Lizzo is speaking out about body positivity and has a few words for people who can’t seem to stop talking about appearance.
The 34-year-old singer recently shared a get-ready-with-me video to TikTok and shared a message about self-love.
“I just finished showering and doing my little routine,” she said, as she faced the camera and adjusted her hair. “And you know what I realised? I am f***ing gorgeous. I am the beauty standard. Catch up, b****!”
The 15-second clip ends with Lizzo setting her phone down and striking a pose before the camera accidentally falls down.
In the caption, Lizzo hit back at critics who’ve been commenting on her appearance: “I’ve seen way too many TikTok lives discussing my body lately…. Yall ok?”
As of 19 April, the video has more than 302,700 views, with TikTok users in the comments praising the “Truth Hurts” singer.
“You’re so gorgeous, even the camera fell for you,” one wrote, while another added: “I love this.”
“Stunner! And I’m obsessed with your haircut too,” a third wrote.
Other people applauded Lizzo’s response to critics: “Normalise letting people exist without having to give a commentary about their appearance. Good or bad. You’re killing it.”
The “About Damn Time” singer also shared the same video to Instagram with a different message to online trolls.
“I’m sorry that my perfect face & rockin body offends you,” she wrote in the caption of her post. “I can’t help that I’m God’s favorite.”
This isn’t Lizzo’s first time pushing back on her haters. In January, she addressed how “tired” she was of the discourse around her body and pointed out some of the things that critics said to her in a video posted to her Instagram.
“I have seen comments go from…‘Oh my gosh, you’re so big you need to lose weight but for your health’ to ‘Oh my gosh, you need to get a** or titties or something’ to ‘Oh my gosh, why did she get all that work done it’s just too much work.’ Are we OK?” she said. “Do you see the delusion?”
Lizzo continued: “Do we realise that artists are not here to fit into your beauty standards? Artists are here to make art. And this body is art. And I’m going to do whatever I want with this body.”
She then said that she wished these types of comments would cost people “money” so they “could see how much time [they] are f**ing wasting on the wrong things”.

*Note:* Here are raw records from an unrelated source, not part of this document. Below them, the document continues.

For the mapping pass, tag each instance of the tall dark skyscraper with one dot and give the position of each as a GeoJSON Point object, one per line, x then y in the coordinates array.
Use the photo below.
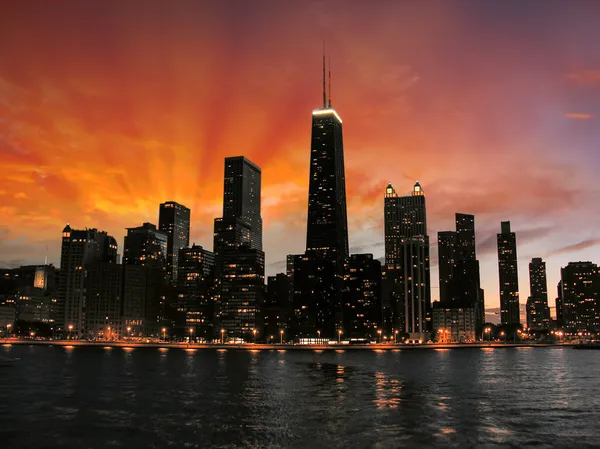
{"type": "Point", "coordinates": [79, 249]}
{"type": "Point", "coordinates": [538, 312]}
{"type": "Point", "coordinates": [509, 276]}
{"type": "Point", "coordinates": [580, 283]}
{"type": "Point", "coordinates": [239, 259]}
{"type": "Point", "coordinates": [174, 221]}
{"type": "Point", "coordinates": [407, 261]}
{"type": "Point", "coordinates": [241, 195]}
{"type": "Point", "coordinates": [327, 227]}
{"type": "Point", "coordinates": [144, 279]}
{"type": "Point", "coordinates": [195, 290]}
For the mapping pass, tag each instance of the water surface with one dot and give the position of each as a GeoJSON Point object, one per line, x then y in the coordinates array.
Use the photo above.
{"type": "Point", "coordinates": [55, 397]}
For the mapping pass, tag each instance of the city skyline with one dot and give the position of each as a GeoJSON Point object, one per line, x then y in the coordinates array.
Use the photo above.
{"type": "Point", "coordinates": [533, 177]}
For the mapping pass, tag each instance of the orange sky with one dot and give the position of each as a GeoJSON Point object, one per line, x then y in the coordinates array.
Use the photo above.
{"type": "Point", "coordinates": [107, 110]}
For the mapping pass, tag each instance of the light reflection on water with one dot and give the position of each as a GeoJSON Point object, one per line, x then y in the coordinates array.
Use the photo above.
{"type": "Point", "coordinates": [453, 398]}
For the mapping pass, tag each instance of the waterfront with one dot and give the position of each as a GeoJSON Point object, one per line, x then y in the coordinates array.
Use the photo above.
{"type": "Point", "coordinates": [91, 397]}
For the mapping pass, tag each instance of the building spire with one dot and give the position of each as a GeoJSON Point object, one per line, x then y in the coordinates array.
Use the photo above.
{"type": "Point", "coordinates": [329, 104]}
{"type": "Point", "coordinates": [324, 89]}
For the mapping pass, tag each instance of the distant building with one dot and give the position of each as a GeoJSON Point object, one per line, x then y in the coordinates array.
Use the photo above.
{"type": "Point", "coordinates": [242, 292]}
{"type": "Point", "coordinates": [278, 306]}
{"type": "Point", "coordinates": [144, 280]}
{"type": "Point", "coordinates": [239, 259]}
{"type": "Point", "coordinates": [79, 249]}
{"type": "Point", "coordinates": [454, 324]}
{"type": "Point", "coordinates": [315, 299]}
{"type": "Point", "coordinates": [509, 276]}
{"type": "Point", "coordinates": [362, 308]}
{"type": "Point", "coordinates": [580, 298]}
{"type": "Point", "coordinates": [104, 300]}
{"type": "Point", "coordinates": [174, 221]}
{"type": "Point", "coordinates": [538, 312]}
{"type": "Point", "coordinates": [195, 291]}
{"type": "Point", "coordinates": [407, 261]}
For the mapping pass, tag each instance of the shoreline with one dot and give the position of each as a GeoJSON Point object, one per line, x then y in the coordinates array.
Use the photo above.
{"type": "Point", "coordinates": [276, 347]}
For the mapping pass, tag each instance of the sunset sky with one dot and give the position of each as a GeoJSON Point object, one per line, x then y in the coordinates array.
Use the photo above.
{"type": "Point", "coordinates": [109, 108]}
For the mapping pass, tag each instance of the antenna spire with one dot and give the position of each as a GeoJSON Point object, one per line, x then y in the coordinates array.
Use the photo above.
{"type": "Point", "coordinates": [324, 89]}
{"type": "Point", "coordinates": [329, 105]}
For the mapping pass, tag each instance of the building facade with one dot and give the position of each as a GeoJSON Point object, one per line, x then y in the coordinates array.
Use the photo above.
{"type": "Point", "coordinates": [174, 221]}
{"type": "Point", "coordinates": [407, 261]}
{"type": "Point", "coordinates": [538, 312]}
{"type": "Point", "coordinates": [508, 275]}
{"type": "Point", "coordinates": [580, 283]}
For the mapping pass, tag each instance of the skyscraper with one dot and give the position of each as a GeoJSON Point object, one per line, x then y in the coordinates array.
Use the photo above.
{"type": "Point", "coordinates": [580, 283]}
{"type": "Point", "coordinates": [327, 226]}
{"type": "Point", "coordinates": [407, 261]}
{"type": "Point", "coordinates": [174, 221]}
{"type": "Point", "coordinates": [538, 312]}
{"type": "Point", "coordinates": [362, 306]}
{"type": "Point", "coordinates": [144, 279]}
{"type": "Point", "coordinates": [509, 276]}
{"type": "Point", "coordinates": [195, 290]}
{"type": "Point", "coordinates": [241, 195]}
{"type": "Point", "coordinates": [79, 249]}
{"type": "Point", "coordinates": [239, 259]}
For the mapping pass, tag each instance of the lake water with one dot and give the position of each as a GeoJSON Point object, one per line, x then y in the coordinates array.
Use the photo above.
{"type": "Point", "coordinates": [55, 397]}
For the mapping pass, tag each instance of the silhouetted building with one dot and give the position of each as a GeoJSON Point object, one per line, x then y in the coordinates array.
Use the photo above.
{"type": "Point", "coordinates": [509, 276]}
{"type": "Point", "coordinates": [174, 221]}
{"type": "Point", "coordinates": [407, 261]}
{"type": "Point", "coordinates": [144, 280]}
{"type": "Point", "coordinates": [241, 195]}
{"type": "Point", "coordinates": [79, 249]}
{"type": "Point", "coordinates": [315, 300]}
{"type": "Point", "coordinates": [538, 312]}
{"type": "Point", "coordinates": [454, 324]}
{"type": "Point", "coordinates": [242, 292]}
{"type": "Point", "coordinates": [278, 306]}
{"type": "Point", "coordinates": [103, 300]}
{"type": "Point", "coordinates": [581, 297]}
{"type": "Point", "coordinates": [327, 225]}
{"type": "Point", "coordinates": [446, 260]}
{"type": "Point", "coordinates": [195, 291]}
{"type": "Point", "coordinates": [362, 309]}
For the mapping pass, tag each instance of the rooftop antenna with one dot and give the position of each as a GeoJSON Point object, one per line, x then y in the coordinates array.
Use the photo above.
{"type": "Point", "coordinates": [329, 106]}
{"type": "Point", "coordinates": [324, 90]}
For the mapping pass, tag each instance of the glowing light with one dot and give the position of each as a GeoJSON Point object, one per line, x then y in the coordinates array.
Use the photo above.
{"type": "Point", "coordinates": [327, 111]}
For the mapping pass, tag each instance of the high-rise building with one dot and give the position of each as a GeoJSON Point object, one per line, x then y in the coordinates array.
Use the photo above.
{"type": "Point", "coordinates": [144, 280]}
{"type": "Point", "coordinates": [242, 292]}
{"type": "Point", "coordinates": [195, 290]}
{"type": "Point", "coordinates": [327, 225]}
{"type": "Point", "coordinates": [103, 300]}
{"type": "Point", "coordinates": [447, 241]}
{"type": "Point", "coordinates": [362, 308]}
{"type": "Point", "coordinates": [509, 276]}
{"type": "Point", "coordinates": [407, 261]}
{"type": "Point", "coordinates": [239, 259]}
{"type": "Point", "coordinates": [580, 298]}
{"type": "Point", "coordinates": [241, 195]}
{"type": "Point", "coordinates": [538, 312]}
{"type": "Point", "coordinates": [277, 310]}
{"type": "Point", "coordinates": [174, 221]}
{"type": "Point", "coordinates": [79, 249]}
{"type": "Point", "coordinates": [315, 298]}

Lizzo isn’t the first singer this month to push back on critics for their remarks on her body. Ariana Grande also recently responded to fans’ concerns about her body. In a rare statement shared to TikTok last week, she reminded viewers that “there are many different ways to look healthy and beautiful,” before urging them to be “kind” to each other.
“I think we could be, I think we should be, gentler and less comfortable commenting on people’s bodies, no matter what,” she said at the start of the video. “If you think you’re saying something good or well-intentioned, whatever it is — healthy, unhealthy, big, small, this, that, sexy, not sexy — we just shouldn’t.”
The singer, who is currently working on the live-action Wicked film, addressed some of the speculation she’s heard around her health.
“Personally for me, the body that you’ve been comparing my current body to was the unhealthiest version of my body,” Grande added. “I was on a lot of antidepressants, and drinking on them, and eating poorly, and at the lowest points of my life when I looked the way you consider ‘my healthy,’ but that in fact wasn’t my healthy.”